Hwang Sung-Min, Roh Jueun, Go Eun Jin, Pan Jing-Ying, Park Jaeik, Rahman Mahbubur, Jung YunJae, Lee Sun-Ho, Han Inbo, Chung Gehoon, Lee Sang Hoon, Berta Temugin, Park Chul-Kyu, Kim Yong Ho
Gachon Pain Center and Department of Physiology, College of Medicine, Gachon University, Incheon 21999, Republic of Korea.
Department of Histology and Embryology, Medical School of Nantong University, Nantong, Jiangsu Province 226001, China.
J Adv Res. 2026 Jan;79:461-474. doi: 10.1016/j.jare.2025.03.005. Epub 2025 Mar 5.
Mature adults often exhibit higher pain thresholds than younger individuals. However, this phenomenon is poorly understood, especially with regards to peripheral nervous system signaling.
We investigated the involvement of amyloid beta (Aβ) in regulating heat pain sensitivity within the dorsal root ganglion (DRG) during adult maturation.
We employed various in vivo and in vitro techniques to investigate the modulatory effect of Aβ. Heat pain sensitivity alteration was examined in spared nerve injury (SNI) models of young and mature adult Aβ-treated mice. Phosphorylation and receptor inhibition assays were performed to elucidate the molecular mechanisms involved in pathway interactions in vitro.

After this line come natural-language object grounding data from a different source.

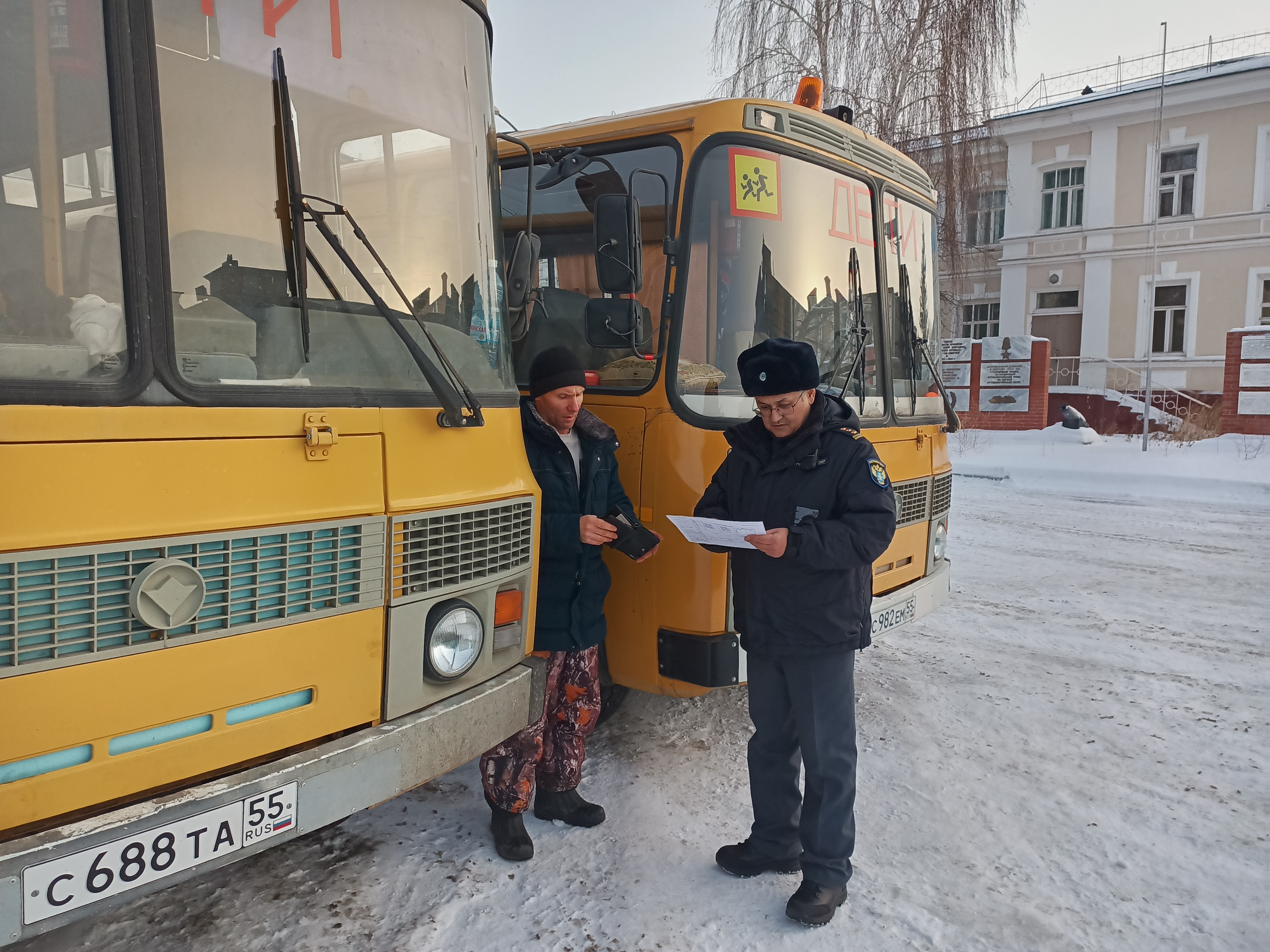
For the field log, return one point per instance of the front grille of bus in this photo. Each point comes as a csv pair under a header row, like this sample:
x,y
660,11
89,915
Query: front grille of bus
x,y
911,502
69,606
451,549
942,496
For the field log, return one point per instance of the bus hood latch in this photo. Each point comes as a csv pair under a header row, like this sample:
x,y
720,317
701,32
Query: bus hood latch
x,y
320,436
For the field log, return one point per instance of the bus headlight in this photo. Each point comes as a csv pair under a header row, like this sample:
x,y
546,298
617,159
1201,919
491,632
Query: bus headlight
x,y
454,640
940,543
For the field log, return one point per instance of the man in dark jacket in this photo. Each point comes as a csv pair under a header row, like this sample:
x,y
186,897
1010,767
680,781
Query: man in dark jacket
x,y
802,599
571,452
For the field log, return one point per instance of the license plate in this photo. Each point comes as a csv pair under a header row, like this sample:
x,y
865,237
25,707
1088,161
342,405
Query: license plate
x,y
895,616
134,861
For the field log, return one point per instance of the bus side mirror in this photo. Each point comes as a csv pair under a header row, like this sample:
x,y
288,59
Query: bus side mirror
x,y
619,256
615,323
520,270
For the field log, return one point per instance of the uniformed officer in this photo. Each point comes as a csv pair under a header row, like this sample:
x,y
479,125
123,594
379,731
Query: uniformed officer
x,y
802,601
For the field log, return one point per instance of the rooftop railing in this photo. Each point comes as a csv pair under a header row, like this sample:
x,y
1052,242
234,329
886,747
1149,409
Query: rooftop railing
x,y
1123,73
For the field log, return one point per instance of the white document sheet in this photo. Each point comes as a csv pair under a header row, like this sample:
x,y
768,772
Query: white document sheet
x,y
717,532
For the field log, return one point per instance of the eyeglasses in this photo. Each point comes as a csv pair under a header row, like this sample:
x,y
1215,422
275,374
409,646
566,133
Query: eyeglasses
x,y
783,409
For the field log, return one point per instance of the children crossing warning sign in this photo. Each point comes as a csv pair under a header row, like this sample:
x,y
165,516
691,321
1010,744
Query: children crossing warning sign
x,y
756,183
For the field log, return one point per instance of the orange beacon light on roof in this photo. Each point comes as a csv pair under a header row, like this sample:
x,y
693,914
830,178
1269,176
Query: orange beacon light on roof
x,y
811,93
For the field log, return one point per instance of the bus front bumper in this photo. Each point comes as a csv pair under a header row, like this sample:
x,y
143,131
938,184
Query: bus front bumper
x,y
332,782
911,602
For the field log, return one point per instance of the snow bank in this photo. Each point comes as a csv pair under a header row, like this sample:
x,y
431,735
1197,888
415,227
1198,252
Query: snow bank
x,y
1230,469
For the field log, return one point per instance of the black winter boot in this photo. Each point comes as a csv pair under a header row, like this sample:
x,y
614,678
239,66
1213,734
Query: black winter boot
x,y
815,904
511,841
742,860
569,806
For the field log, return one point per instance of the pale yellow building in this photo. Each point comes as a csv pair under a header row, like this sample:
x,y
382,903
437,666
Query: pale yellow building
x,y
1061,233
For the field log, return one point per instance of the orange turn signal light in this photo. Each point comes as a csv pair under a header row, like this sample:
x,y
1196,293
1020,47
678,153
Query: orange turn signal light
x,y
509,607
811,93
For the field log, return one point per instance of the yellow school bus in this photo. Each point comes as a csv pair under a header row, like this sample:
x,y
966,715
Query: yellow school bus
x,y
751,220
267,527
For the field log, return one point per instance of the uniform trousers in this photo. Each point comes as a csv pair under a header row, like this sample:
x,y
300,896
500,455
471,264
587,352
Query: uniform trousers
x,y
804,711
551,751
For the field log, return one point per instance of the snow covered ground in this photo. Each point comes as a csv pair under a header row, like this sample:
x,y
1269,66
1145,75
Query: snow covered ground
x,y
1070,756
1234,468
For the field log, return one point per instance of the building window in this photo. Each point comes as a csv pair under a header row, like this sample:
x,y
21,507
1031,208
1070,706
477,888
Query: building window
x,y
986,224
1178,182
1057,299
981,320
1062,198
1169,329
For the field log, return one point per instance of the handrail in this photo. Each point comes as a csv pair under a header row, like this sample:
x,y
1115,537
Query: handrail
x,y
1117,75
1138,371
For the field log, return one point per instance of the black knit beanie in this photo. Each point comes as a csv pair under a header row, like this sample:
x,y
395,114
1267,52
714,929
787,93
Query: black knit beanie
x,y
554,369
778,366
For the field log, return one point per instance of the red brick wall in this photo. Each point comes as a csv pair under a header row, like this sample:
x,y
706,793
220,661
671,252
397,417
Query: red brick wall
x,y
1232,421
1038,395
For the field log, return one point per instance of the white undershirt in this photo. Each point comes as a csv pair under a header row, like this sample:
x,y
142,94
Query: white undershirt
x,y
575,446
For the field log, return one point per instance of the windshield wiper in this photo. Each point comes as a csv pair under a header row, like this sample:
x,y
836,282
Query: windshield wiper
x,y
917,345
860,333
446,386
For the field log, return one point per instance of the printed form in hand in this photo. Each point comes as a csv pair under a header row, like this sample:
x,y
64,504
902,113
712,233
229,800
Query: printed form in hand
x,y
717,532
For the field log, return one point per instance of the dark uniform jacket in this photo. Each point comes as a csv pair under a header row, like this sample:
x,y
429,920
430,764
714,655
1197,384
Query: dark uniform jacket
x,y
827,487
573,579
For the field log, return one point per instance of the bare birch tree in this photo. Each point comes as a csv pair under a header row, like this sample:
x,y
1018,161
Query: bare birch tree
x,y
920,74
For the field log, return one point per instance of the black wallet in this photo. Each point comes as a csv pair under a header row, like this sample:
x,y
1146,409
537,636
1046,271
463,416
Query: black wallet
x,y
633,540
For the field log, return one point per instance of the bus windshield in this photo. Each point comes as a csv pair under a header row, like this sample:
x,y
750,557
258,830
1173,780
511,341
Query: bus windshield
x,y
780,248
61,315
394,120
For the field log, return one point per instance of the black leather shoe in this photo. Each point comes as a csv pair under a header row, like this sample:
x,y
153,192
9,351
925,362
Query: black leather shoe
x,y
511,839
813,904
741,860
569,806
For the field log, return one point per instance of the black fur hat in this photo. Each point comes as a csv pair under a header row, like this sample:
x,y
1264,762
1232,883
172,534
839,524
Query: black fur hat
x,y
554,369
779,366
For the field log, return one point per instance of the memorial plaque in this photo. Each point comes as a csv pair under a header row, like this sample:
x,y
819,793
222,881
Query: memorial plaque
x,y
1005,375
1255,403
957,350
1014,348
1255,347
1251,375
1011,401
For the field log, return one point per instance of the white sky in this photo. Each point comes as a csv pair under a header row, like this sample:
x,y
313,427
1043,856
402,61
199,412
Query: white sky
x,y
575,59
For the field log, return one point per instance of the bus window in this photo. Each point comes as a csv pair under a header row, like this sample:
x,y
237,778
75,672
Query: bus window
x,y
402,140
771,256
61,298
910,239
563,218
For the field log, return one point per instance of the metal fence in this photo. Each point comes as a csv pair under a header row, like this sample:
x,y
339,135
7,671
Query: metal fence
x,y
1123,73
1126,385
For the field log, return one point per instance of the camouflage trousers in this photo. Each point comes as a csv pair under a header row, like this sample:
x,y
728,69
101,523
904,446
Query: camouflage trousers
x,y
552,750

Mature adult mice had higher thermal pain thresholds and elevated levels of Aβ compared to younger mice. In vitro analyses indicated that Aβ-induced activation of low-density lipoprotein receptor-related protein 1 (LRP1) led to phosphorylation of the src-homology domain-2-containing protein tyrosine phosphatase 2 (SHP2), which in turn inhibited transient receptor potential vanilloid 1 (TRPV1) function in primary DRG neurons. Similar mechanisms were observed in Aβ-treated human DRG neurons. Additionally, α-macroglobulin (αM), a potent LRP1 agonist, also inhibited TRPV1 activity and reduced heat pain sensitivity through the LRP1-SHP2 pathway. In vivo studies with the mouse SNI model demonstrated that intraplantar injection of Aβ and αM enhanced the paw withdrawal latency; these effects were reversed by low-density lipoprotein receptor-related protein-associated protein 1.
The findings suggest a crucial role of Aβ in modulating heat pain sensitivity during maturation through TRPV1 inhibition. The study offers new insights into the regulation of pain sensitivity during the maturation process by revealing a novel intrinsic mechanism involving Aβ in heat pain sensitivity and its regulation through the LRP1/SHP2 pathway in mature adults. This pathway could be a potential therapeutic target for age-related chronic pain management.
成熟成年人的痛阈通常高于年轻人。然而,这一现象尚未得到充分理解,尤其是在外周神经系统信号传导方面。
我们研究了β淀粉样蛋白(Aβ)在成年期成熟过程中对背根神经节(DRG)内热痛敏感性调节的作用。
我们采用了多种体内和体外技术来研究Aβ的调节作用。在年轻和成熟成年Aβ处理小鼠的 spared 神经损伤(SNI)模型中检测热痛敏感性变化。进行磷酸化和受体抑制试验以阐明体外途径相互作用中涉及的分子机制。
与年轻小鼠相比,成熟成年小鼠具有更高的热痛阈和更高水平的Aβ。体外分析表明,Aβ诱导的低密度脂蛋白受体相关蛋白1(LRP1)激活导致含src同源结构域2的蛋白酪氨酸磷酸酶2(SHP2)磷酸化,进而抑制初级DRG神经元中的瞬时受体电位香草酸受体1(TRPV1)功能。在Aβ处理的人DRG神经元中也观察到类似机制。此外,α巨球蛋白(αM),一种有效的LRP1激动剂,也通过LRP1-SHP2途径抑制TRPV1活性并降低热痛敏感性。小鼠SNI模型的体内研究表明,足底注射Aβ和αM可延长爪退缩潜伏期;这些作用可被低密度脂蛋白受体相关蛋白相关蛋白1逆转。
研究结果表明Aβ在成熟过程中通过抑制TRPV1调节热痛敏感性方面起关键作用。该研究通过揭示成熟成年人中涉及Aβ的热痛敏感性及其通过LRP1/SHP2途径调节的新内在机制,为成熟过程中痛觉敏感性的调节提供了新见解。该途径可能是与年龄相关的慢性疼痛管理的潜在治疗靶点。